Abdi, de 28 anos, testemunhou à Amnistia Internacional: “Aqui, no Quénia, é como estar numa prisão. À noite não podemos sair de casa, e durante o dia corremos sempre o risco de ser detidos. Atualmente não é seguro na Somália, ouvimos falar das mortes, mas a situação aqui é muito desesperada… por isso, em vez de aqui ficar, que me deixem voltar”.

Em novembro passado, na esteira do ataque da milícia islamista da Al-Shabab ao centro comercial Westgate, em Nairobi, representantes dos governos da Somália e do Quénia reuniram-se com o alto comissário das Nações Unidas para os Refugiados (UNHCR), António Guterres, e assinaram um compromisso que define uma estratégia e agenda para o regresso de centenas de milhares de refugiados à Somália. É esperado para muito breve a entrada em operação deste programa.

“A insegurança e a perseguição deixaram muitos refugiados a lutarem para sobreviverem no Quénia. Estas pessoas estão efetivamente a serem empurradas à força para fora dos refúgios seguros que tinham encontrado. Para o regresso à Somália ser legal, este tem de ser voluntário. E isso significa que não pode ser forçado, e que a dignidade e segurança dos refugiados têm de estar garantidas. Mas, neste momento estamos muito preocupados que tais critérios não irão ser cumpridos”, expressou Sarah Jackson.

Capturado no mesmo dia em que regressou a casa e depois decapitado

De acordo com as linhas de orientação definidas pelo Alto Comissariado das Nações Unidas para os Refugiados, a decisão de um refugiado em regressar ao país de origem só pode ser considerada voluntária se for motivada por “fatores de atração” positivos na Somália e não devido a pressão exercida para abandonarem o Quénia.

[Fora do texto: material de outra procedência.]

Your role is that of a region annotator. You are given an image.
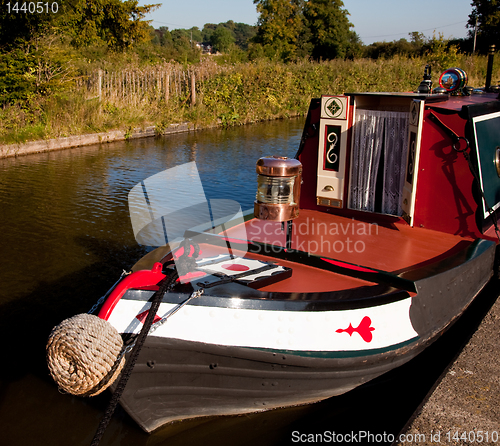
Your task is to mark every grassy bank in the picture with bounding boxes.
[1,55,498,146]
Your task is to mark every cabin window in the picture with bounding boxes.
[349,110,409,215]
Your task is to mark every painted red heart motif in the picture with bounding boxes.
[336,316,375,343]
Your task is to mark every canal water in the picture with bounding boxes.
[0,118,497,446]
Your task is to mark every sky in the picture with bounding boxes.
[139,0,474,45]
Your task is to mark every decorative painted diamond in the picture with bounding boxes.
[327,100,341,117]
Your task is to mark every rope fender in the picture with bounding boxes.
[46,313,125,397]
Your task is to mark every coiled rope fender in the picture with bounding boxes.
[46,313,125,397]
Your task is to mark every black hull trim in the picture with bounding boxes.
[115,336,431,433]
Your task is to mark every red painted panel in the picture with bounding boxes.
[297,101,321,211]
[413,108,482,238]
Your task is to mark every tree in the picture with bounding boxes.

A grande maioria dos refugiados somalis entrevistados pela Amnistia Internacional revelaram, porém, sentir que estão a ser empurrados para fora do Quénia. E aqueles que regressaram às áreas de conflito na Somália enfrentam sérios riscos de perseguição e punição.

Um outro destes refugiados, Fartuun, contou à Amnistia Internacional o que sucedeu no regresso do tio dele à região somali de Baixa Shabelle: “Foi capturado no mesmo dia em que voltou a casa. Os combatentes da Al-Shabab levaram-no e mantiveram-no preso. Passados cinco dias puseram-no em frente a uma multidão, às portas de um estádio, e decapitaram-no. Depois foram-se embora e deixaram ali o corpo, com a cabeça em cima da barriga, durante uma semana”.

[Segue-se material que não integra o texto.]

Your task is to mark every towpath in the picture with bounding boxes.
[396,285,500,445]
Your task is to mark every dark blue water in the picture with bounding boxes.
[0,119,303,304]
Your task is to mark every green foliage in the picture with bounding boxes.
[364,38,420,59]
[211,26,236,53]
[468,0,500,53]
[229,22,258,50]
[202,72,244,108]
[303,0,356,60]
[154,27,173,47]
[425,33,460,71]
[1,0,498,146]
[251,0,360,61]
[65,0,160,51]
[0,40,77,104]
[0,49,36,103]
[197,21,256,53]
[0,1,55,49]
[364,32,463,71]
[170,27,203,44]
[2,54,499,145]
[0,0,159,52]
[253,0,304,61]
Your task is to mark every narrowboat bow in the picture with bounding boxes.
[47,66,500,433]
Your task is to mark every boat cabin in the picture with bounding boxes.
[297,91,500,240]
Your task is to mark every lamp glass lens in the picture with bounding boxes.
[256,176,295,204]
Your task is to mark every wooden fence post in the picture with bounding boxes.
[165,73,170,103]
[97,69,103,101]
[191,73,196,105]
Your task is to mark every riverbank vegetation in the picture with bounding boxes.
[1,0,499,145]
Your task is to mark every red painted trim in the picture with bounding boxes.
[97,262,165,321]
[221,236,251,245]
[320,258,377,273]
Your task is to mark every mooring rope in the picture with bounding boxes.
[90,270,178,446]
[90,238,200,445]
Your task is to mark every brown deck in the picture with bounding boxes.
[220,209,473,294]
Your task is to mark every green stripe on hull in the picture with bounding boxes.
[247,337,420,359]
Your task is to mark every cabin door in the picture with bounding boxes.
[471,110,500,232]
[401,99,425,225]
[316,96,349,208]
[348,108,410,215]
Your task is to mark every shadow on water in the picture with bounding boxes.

“Segundo os termos das leis internacionais, os regressos voluntários [de refugiados] só podem ser feitos quando a segurança e a dignidade estão garantidas. Como é que isto pode ser assegurado quando estão a ser cometidos abusos de direitos humanos todos os dias na Somália?”, critica a diretora-adjunta regional da Amnistia Internacional.

Sarah Jackson sublinha ainda que “o Governo queniano e o UNHCR têm o dever de proteger os refugiados no Quénia”. “Pressionar as pessoas a regressarem a áreas de conflito armado ativo, onde as suas vidas e a liberdade estão em risco, é absolutamente proibido pelas leis internacionais”.